PDF(Pubmed)
Abstract:
Nuclear factor kappa B (NF-κB) activity is regulated by various posttranslational modifications, of which Ser276 phosphorylation of RelA/p65 is particularly impacted by reactive oxygen species (ROS). This modification is responsible for selective upregulation of a subset of NF-κB targets; however, the precise mechanism remains elusive. ROS have the ability to modify cellular molecules including DNA. One of the most common oxidation products is 8-oxo-7,8-dihydroguanine (8-oxoGua), which is repaired by the 8-oxoguanine DNA glycosylase1 (OGG1)-initiated base excision repair pathway. Recently, a new function of OGG1 has been uncovered. OGG1 binds to 8-oxoGua, facilitating the occupancy of NF-κB at promoters and enhancing transcription of pro-inflammatory cytokines and chemokines. In the present study, we demonstrated that an interaction between DNA-bound OGG1 and mitogen-and stress-activated kinase 1 is crucial for RelA/p65 Ser276 phosphorylation. ROS scavenging or OGG1 depletion/inhibition hindered the interaction between mitogen-and stress-activated kinase 1 and RelA/p65, thereby decreasing the level of phospho-Ser276 and leading to significantly lowered expression of ROS-responsive cytokine/chemokine genes, but not that of Nfkbis. Blockade of OGG1 binding to DNA also prevented promoter recruitment of RelA/p65, Pol II, and p-RNAP II in a gene-specific manner. Collectively, the data presented offer new insights into how ROS signaling dictates NF-κB phosphorylation codes and how the promoter-situated substrate-bound OGG1 is exploited by aerobic mammalian cells for timely transcriptional activation of ROS-responsive genes.
摘要:
NF-κB活性受各种翻译后修饰的调节,其中,RelA/p65的Ser276磷酸化特别受活性氧(ROS)的影响。这种修饰负责NF-κB靶标子集的选择性上调;然而,精确的机制仍然难以捉摸。
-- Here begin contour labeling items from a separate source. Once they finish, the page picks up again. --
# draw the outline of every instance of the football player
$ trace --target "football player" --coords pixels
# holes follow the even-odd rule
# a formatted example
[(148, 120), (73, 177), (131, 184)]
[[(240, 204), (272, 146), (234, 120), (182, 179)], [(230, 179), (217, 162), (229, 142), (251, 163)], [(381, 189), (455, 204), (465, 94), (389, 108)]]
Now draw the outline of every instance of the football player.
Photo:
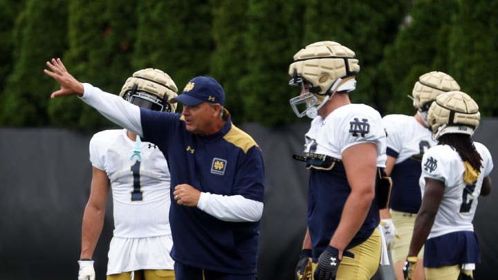
[[(391, 212), (381, 210), (380, 218), (398, 280), (403, 279), (402, 268), (422, 199), (418, 187), (422, 156), (437, 144), (427, 129), (427, 110), (439, 95), (459, 89), (453, 77), (443, 72), (425, 73), (414, 85), (412, 96), (409, 95), (416, 110), (415, 115), (394, 114), (382, 118), (387, 134), (386, 173), (393, 180), (393, 188)], [(419, 263), (422, 263), (423, 256), (423, 248), (418, 256)], [(414, 277), (424, 279), (421, 265)]]
[(190, 80), (171, 99), (181, 113), (140, 108), (82, 84), (60, 59), (46, 74), (60, 83), (51, 97), (76, 95), (116, 124), (156, 144), (171, 174), (169, 211), (176, 280), (255, 280), (264, 206), (259, 146), (232, 122), (213, 77)]
[(298, 279), (369, 280), (383, 254), (376, 182), (386, 136), (377, 111), (349, 100), (359, 71), (355, 53), (331, 41), (306, 46), (289, 66), (289, 84), (301, 88), (290, 106), (313, 119), (304, 155), (295, 156), (310, 169)]
[[(120, 96), (154, 111), (174, 112), (177, 88), (158, 69), (133, 73)], [(174, 280), (169, 256), (169, 172), (163, 153), (127, 129), (100, 131), (90, 140), (92, 180), (84, 210), (79, 280), (95, 279), (92, 255), (102, 230), (111, 192), (114, 230), (109, 245), (108, 280)]]
[(413, 279), (423, 245), (427, 279), (473, 279), (481, 256), (472, 220), (479, 195), (491, 190), (493, 168), (489, 150), (471, 138), (479, 120), (477, 104), (461, 91), (439, 95), (429, 109), (427, 123), (439, 144), (422, 158), (423, 197), (403, 268), (405, 279)]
ROS具有修饰细胞分子(包括DNA)的能力。最常见的氧化产物之一是8-氧代-7,8-二氢鸟嘌呤(8-氧代鸟嘌呤),由8-氧鸟嘌呤DNA糖基化酶1(OGG1)启动的碱基切除修复途径修复。最近,OGG1的新功能已被发现。OGG1与8-oxoGua结合,促进NF-κB在启动子处的占据并增强促炎细胞因子和趋化因子的转录。在本研究中,我们证明了DNA结合的OGG1与丝裂原和应激激活激酶1(MSK1)之间的相互作用对于RelA/p65Ser276磷酸化至关重要。ROS清除或OGG1耗尽/抑制阻碍了MSK1和RelA/p65之间的相互作用,从而降低了磷酸Ser276的水平,并导致ROS反应性细胞因子/趋化因子基因的表达显着降低,但不是Nfkbis的.阻断OGG1与DNA的结合也以基因特异性方式阻止了RelA/p65,PolII和p-RNAPII的启动子募集。总的来说,提供的数据提供了对ROS信号如何决定NF-κB磷酸化编码的新见解,以及需氧哺乳动物细胞如何利用启动子定位的底物结合的OGG1及时转录激活ROS反应基因。